Personal information
- Born: September 23, 1893 Racine, Wisconsin, U.S.
- Died: May 24, 1927 (aged 33) Racine, Wisconsin, U.S.
- Listed weight: 285 lb (129 kg)

Career history
- 1922–1924: Racine Legion
- Coaching profile at Pro Football Reference

= Babe Ruetz =

American football player and coach (1893–1927)

George Gerhard "Babe" Ruetz (September 23, 1893 - May 24, 1927) was a sports promoter and professional football coach for the Racine Legion of the National Football League (NFL). Coaching the team from 1922 through 1924, Ruetz posted a record of 14 wins, 11 losses, and 6 ties, for an all-time winning percentage of .560.

A gridiron giant of the era, weighing in at 285 pounds, Ruetz was regarded as one of Racine, Wisconsin's best amateur football players of the 1910s and helped manage the local semi-pro club in that city prior to the establishment of the Horlick-Legion team in 1922.

Ruetz died in 1927 at the age of 33, following a protracted illness.

==Biography==
===Early life===

George Ruetz was born September 23, 1893, in Racine, Wisconsin. He was later nicknamed "Babe" Ruetz as a play on the name of George Herman "Babe" Ruth, iconic slugger of the New York Yankees.

Beginning in 1910, Ruetz made a name for himself locally playing on various school and local semi-pro teams. He was elected the president of the Racine Football Association in August 1914, in charge of organizing the town semi-pro team that played that fall.

In 1918 Ruetz volunteered and became a member of the American armed forces, playing football for one of the many camp teams.

===NFL coaching career===

In 1921, Ruetz persuaded officials in the Racine post of the American Legion to sponsor a football team.
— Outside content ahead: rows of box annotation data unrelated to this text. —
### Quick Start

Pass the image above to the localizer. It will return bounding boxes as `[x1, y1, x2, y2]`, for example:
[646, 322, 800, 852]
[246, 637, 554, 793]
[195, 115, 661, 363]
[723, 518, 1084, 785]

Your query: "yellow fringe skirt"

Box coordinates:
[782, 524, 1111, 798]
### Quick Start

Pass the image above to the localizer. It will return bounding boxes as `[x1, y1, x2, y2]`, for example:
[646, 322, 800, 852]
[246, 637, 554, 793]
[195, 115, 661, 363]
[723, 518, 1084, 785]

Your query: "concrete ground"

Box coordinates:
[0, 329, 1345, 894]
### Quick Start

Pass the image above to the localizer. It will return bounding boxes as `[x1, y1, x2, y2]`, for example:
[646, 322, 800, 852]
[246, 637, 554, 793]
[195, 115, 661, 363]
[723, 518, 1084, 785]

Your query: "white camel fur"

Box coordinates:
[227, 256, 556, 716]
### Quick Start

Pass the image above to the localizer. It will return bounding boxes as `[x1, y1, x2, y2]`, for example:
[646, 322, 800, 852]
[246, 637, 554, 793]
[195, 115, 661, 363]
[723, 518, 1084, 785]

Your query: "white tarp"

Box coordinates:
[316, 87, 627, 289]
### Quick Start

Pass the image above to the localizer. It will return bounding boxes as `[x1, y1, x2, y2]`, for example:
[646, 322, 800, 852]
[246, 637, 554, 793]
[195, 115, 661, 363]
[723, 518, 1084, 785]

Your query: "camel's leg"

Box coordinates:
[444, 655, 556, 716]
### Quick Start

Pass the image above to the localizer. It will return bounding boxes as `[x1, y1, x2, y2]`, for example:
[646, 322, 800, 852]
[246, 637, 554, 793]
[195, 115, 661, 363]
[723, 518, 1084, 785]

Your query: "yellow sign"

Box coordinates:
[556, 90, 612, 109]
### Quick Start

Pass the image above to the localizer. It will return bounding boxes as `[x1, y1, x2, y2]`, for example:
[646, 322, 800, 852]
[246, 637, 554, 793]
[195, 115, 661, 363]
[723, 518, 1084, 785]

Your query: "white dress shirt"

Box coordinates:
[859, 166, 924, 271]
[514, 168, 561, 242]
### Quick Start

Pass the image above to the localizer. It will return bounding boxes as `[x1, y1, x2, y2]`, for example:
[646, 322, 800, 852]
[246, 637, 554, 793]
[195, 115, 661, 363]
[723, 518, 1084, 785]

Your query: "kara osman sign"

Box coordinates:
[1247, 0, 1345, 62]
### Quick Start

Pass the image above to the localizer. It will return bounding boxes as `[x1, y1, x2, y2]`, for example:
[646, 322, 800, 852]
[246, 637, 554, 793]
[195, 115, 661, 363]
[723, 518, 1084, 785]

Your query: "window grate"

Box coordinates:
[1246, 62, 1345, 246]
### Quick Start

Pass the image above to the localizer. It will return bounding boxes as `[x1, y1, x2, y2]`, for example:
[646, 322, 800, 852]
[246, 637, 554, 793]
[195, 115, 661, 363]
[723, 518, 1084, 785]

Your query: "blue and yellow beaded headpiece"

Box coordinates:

Assisting in the club's creation through financial sponsorship was William Horlick, president of his family's eponymous malted milk company in Racine, a profitable firm of the day. Horlick also provided use of his company's employee ball yard, Horlick Athletic Field, for home games.

The Racine Horlick-Legion team joined the fledgling National Football League (NFL) in 1922, with Ruetz traveling to Canton, Ohio to make the $100 payment necessary to secure a club franchise for the legion.

The Racine Legion team remained an integral part of the NFL for three season, 1922 through 1924, during which Ruetz served as the team's head coach and general manager. Ruetz scheduled the team's first NFL game, played against the Chicago Bears on October 1, 1922, before a crowd of 4,000.

Unfortunately, expenses outstripped revenues for the Horlick-Legion team and significant financial losses were accrued in 1922 and 1923. The Legion post solicited donations from local fans and hosted fundraising event in an effort to offset this negative cash flow, managing to cobble together funds enough to play one final season, that of 1924. Ruetz was forced to step back from his managerial role in this third season, burdened by the time needed to maintain his local grocery business.

During his three year time at the helm of the Racine NFL team, the club posted a record of 14 wins, 11 losses, and 6 ties, for an all-time winning percentage of .560.

===Life after football===

Outside of football, George owned and operated a grocery store in Racine. He was a prominent figure in Racine's North Side Businessmen's Association and a member of the Knights of Columbus, the Fraternal Order of Eagles, and the Benevolent and Protective Order of Elks.

Ruetz was active in promoting baseball in Racine during the summer of 1926, serving as Secretary and Treasurer of the Racine Baseball Association.

===Death and legacy===

George Ruetz died the night of May 24, 1927, at his home in Racine following a lengthy illness. He was just 33 years old at the time of his death. He was buried with full military honors at Holy Cross Catholic Cemetery in Racine on May 27.

Ruetz was survived by one son, George Junior. A second son, Howard, would be born on August 18, 1927, several months after his father's death. Howie Ruetz, would go on to play 20 games for the Green Bay Packers of the NFL from 1951 to 1953.

A nephew, Joe Ruetz, would appear in 26 games for the Chicago Rockets of the All-America Football Conference (AAFC) in 1946 and 1948.

Ruetz's most fitting eulogy was offered in the local press during the tumultuous days ahead of the 1925 season, when he fought — unsuccessfully — to put together necessary funding for the Racine Legion team to continue in the NFL. The Racine Journal Times wrote:

"George (Babe) Ruetz, father of football in this city and who was responsible for building up the great Legion team in the National Professional Football League, is behind the plan to save Racine's franchise in the major league... It was George Ruetz who induced the Legion to go into the National Pro league. For years past he has been connected with amateur and semi-pro football teams and he has realized the big hold the game was getting in this country. Racine, he saw, was out of the college class and the only high type of football fans here could hope to see would be the professional variety.... George, with the limited resources of the Racine [Legion] post back of him but with the whole-soled assistance of...others went out and assembled two wonderful teams in 1922-23. His fighting teams earned the rep of being the closest approach to college organizations in the league. All this was because of Ruetz's guiding hand on the helm."